A high school football All-Star game in the middle of summer, in the Arizona desert? What were they thinking?
It happened over the weekend, with teams assembled from Arizona and Southern California ‘all stars’ meeting at a spring training baseball facility in Surprise, the culmination of a couple of years of planning by the two states’ coaching associations.
The California squad won the inaugural event, 27-7.
After the game, the coaches on both sides put a good spin on the outcome of this first attempt to begin building an annual event. But, from a fan’s perspective, it has a way to go.
The temperature on the field hovered somewhere around the century mark. Not exactly the traditional “football is in the air” exhilaration that comes in early fall.
Organizers estimated they had a crowd of 3,000 on hand for this historic event.
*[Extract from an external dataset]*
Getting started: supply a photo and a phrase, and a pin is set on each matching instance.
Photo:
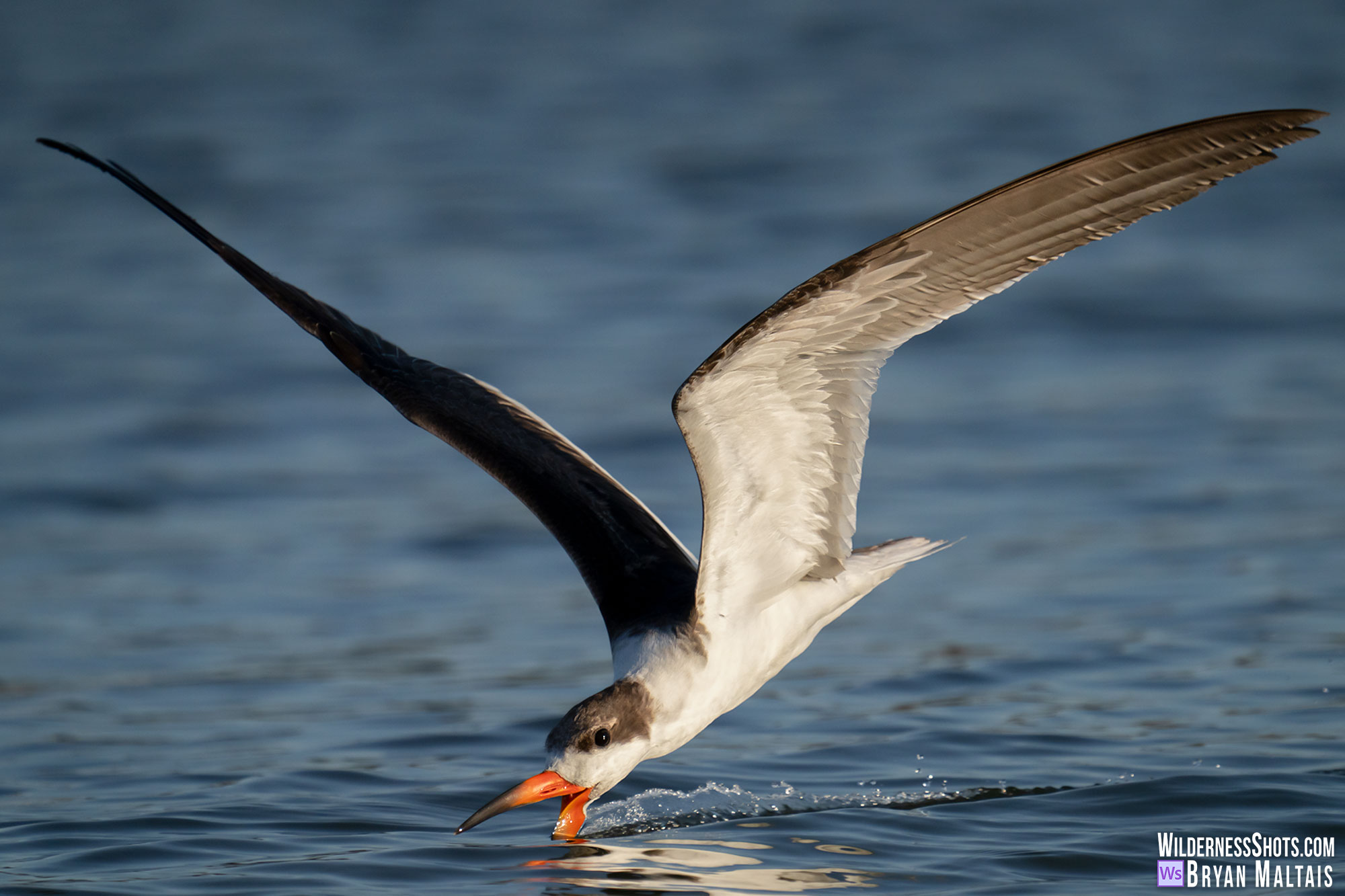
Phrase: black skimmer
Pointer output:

That may have been a slight exaggeration.
But even with that many, by the time you factor in the players’ parents, families and friends; students from the dozens of schools represented on the rosters; and the coaches’ families and friends… there weren’t many on hand who were there just because they didn’t want to miss this opportunity to enjoy high school football on a baseball field in the middle of June.
Unfortunately, the show on the Arizona side of the field probably didn’t match up to the expectations of the home crowd.
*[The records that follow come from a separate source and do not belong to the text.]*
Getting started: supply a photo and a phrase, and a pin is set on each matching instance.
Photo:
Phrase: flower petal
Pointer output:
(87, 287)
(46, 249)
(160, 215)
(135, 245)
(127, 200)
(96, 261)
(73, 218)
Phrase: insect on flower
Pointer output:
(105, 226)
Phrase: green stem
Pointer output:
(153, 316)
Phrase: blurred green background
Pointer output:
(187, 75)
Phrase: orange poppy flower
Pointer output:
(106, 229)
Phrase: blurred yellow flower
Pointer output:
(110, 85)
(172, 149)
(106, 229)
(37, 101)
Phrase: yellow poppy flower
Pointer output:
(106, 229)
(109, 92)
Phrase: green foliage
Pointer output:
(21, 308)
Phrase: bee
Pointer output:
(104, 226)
Arizona’s only score came when Dallas Nichols from Central High in Phoenix recovered a fumble by the California quarterback, Vernon Adams, and carried it 82 yards for the score. It was enough to give Arizona a 7-6 lead at halftime, but meant little else.
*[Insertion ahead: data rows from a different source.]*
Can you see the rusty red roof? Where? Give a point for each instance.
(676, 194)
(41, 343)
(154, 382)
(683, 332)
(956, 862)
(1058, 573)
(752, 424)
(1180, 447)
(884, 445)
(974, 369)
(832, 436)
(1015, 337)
The AZ offense couldn’t get on track and the CA defense put the hammer down the rest of the way.
Frustration built throughout the contest, as Arizona’s record-setting QB from Showlow High School, Rathen Ricedorff, was intercepted twice in the first half and the team as a whole came away empty-handed twice when it had first-and-goal opportunities.
Perhaps the most exciting moment for the Arizona fans was a 95-yard kickoff return by Jordan Champion. But that, too, ended in frustration when California forced a fumble on the two-yard line to quash the potential score.
But the heat, and the fact that these kids hadn’t seen this kind of competition for almost six months, weren’t the only factors that contributed to a less-than-stellar outing. Many of the state’s top players, who should have been on the field, were not there.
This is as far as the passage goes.